Dopo il NO solenne del Consiglio Comunale a qualsiasi ipotesi di insediamento dell’EDISON, è bastato l’altolà della Montefibre, dell’Unione Industriali di Napoli e del Consorzio ASI tanto “amanti” del nostro territorio, del Sindaco, del suo “Avvocato difensore” e di qualche altro strano “soggetto” a rimescolare le carte in tavola, in barba alla volontà dei Consiglieri Comunali di opposizione e di maggioranza, alcuni di questi ultimi sempre più insofferenti e stanchi di sostenere oramai ciò che è a detta di tutti INSOSTENIBLE ed INDIFENDIBILE.
È chiaro che il fabbisogno energetico, non solo della Montefibre - in fase di ampliamento sempre grazie al placet locale - ma anche delle aziende appetitose di energia a basso costo della centrale EDISON, (cui ben presto sarà loro “donato” altro “fertile” territorio acerrano per l’Ampliamento dell’area Industriale-ASI), rappresenta una loro priorità ed una loro esigenza cui il nostro territorio dovrà ancora una volta piegarsi per l’incapacità politica e progettuale alternativa dei nostri “GUARDIANI”, che non avendo cultura, idee e nient’altro da proporre o meglio contrapporre, se non sterile chiacchiericcio, svendono a bassissimo prezzo (non sapendo neanche chiedere un alto prezzo e contrattare a favore della Città) oltre che il territorio, la propria dignità (se mai avuta), anche il futuro dei propri figli.
Ancora questi signori, non solo continuano a non capire che il nostro territorio necessita, come dimostrato anche dai recenti studi, solo di un’AMPIA RIQUALIFICAZIONE AMBIENTALE, che la stessa, oltre a dare innovative occasioni di lavoro stabile e duraturo, darebbe finalmente valore al territorio, ma continuano a prendere in giro i nostri giovani su una falsa e superata idea di Sviluppo (decollo area industriale-ASI e PIP) basata sull’occupazione dei nostri suoli di Aziende, delle quali non esiste né un’indirizzo, né una griglia di valutazione tecnico-politica che ne valuti la provenienza, la qualità, le caratteristiche delle produzioni, la durata, l’impatto occupazionale. L’unica certezza, è il sicuro consumo di preziosa terra agricola (quando potrebbero insediarsi in aree dimesse, sottoposte queste ultime peraltro ad opinabili e costosissime opere di bonifica), di spazio territoriale per una futura programmazione locale ed il perpetuarsi di quel perverso sistema di logiche clientelari, del voto di scambio, di ricatto morale volto ad alimentare la cultura del Posto, peraltro “ipotetico” di cui il Sindaco, il suo Vice ed altri “giovani-vecchi” anche di sponde opposte, sono ancora abilmente ed immoralmente portatori.
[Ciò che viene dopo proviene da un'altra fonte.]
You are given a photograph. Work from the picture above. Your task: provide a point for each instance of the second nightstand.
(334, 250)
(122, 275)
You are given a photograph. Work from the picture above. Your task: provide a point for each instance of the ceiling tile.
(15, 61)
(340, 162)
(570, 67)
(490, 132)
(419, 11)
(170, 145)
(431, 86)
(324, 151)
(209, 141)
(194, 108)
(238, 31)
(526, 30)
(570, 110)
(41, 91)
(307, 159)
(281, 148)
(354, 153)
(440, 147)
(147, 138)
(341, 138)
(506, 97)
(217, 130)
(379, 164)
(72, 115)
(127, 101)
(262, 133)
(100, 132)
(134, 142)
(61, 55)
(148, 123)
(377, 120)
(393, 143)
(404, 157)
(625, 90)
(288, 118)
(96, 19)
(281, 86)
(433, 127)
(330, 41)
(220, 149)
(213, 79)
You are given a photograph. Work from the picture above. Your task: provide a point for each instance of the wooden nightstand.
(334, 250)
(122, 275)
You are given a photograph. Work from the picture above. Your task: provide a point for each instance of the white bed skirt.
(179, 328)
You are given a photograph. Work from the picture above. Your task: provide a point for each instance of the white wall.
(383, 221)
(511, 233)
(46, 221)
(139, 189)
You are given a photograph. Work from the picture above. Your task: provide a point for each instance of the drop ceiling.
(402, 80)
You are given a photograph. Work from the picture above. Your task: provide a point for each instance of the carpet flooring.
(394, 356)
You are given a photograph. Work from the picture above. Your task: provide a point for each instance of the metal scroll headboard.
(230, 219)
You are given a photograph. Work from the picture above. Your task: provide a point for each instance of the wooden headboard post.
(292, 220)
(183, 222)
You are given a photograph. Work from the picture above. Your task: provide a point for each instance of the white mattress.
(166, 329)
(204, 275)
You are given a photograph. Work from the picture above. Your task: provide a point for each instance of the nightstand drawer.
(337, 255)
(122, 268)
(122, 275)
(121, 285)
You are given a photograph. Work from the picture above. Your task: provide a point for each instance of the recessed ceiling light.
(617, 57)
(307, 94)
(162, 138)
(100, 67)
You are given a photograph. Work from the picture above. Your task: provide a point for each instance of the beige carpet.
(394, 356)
Favorire la cultura di impresa e di intrapresa economica, come cultura del fare, favorire forme di sviluppo locale legate alle specificità culturali, ambientali e vocazionali del territorio è certamente più impegnativo, richiede coraggio, lungimiranza, ma è certamente la sola via di uscita per ridare fiducia dei giovani nelle Istituzioni, qualità della vita e soprattutto dignità e valore al territorio ed alla sua popolazione.
Ebbene, è su queste basi che bisognerebbe ragionare e sui conseguenti indirizzi di politica territoriale. Invece constatiamo che il Sindaco, nuovamente sulla questione EDISON, ancora più falsamente dichiara sempre alla stampa (il Mattino 26 c.m.), che il problema dopo il parere dei tecnici incaricati dal Comune, ora passa alla politica, dimenticando che il NO POLITICO sulla questione era già stato espresso solennemente dal Consiglio Comunale nel luglio del 2001, tradendo la volontà dei Consiglieri Comunali di opposizione, di maggioranza e dell’intera Città. Ora al di là dell’etica, sconoscitu e della
pertanto, la questione Edison è QUESTIONE POLITICA, e non tecnica, come furbescamente ed irresponsabilmente il Sindaco, il suo Avvocato difensore hanno con la tacita responsabilità di qualche “capogruppo consiliare” volutamente sostenuto e continuano a sostenere prendendo in giro oltre che la maggioranza dei Consiglieri Comunali, anche l’intera Città.
Éidos dunque chiede alla classe politica di governo e di opposizione tutta, semplicemente una cosa:
Cosa volete che diventi il nostro territorio?
Non vorremmo essere nella condizione di dire la solita frase:
“ai posteri l’ardua sentenza”
vorremmo solo dire:
Per favore, costruiamo insieme il nostro futuro ed evitiamo che scelte scellerate ricadano sui nostri figli!!!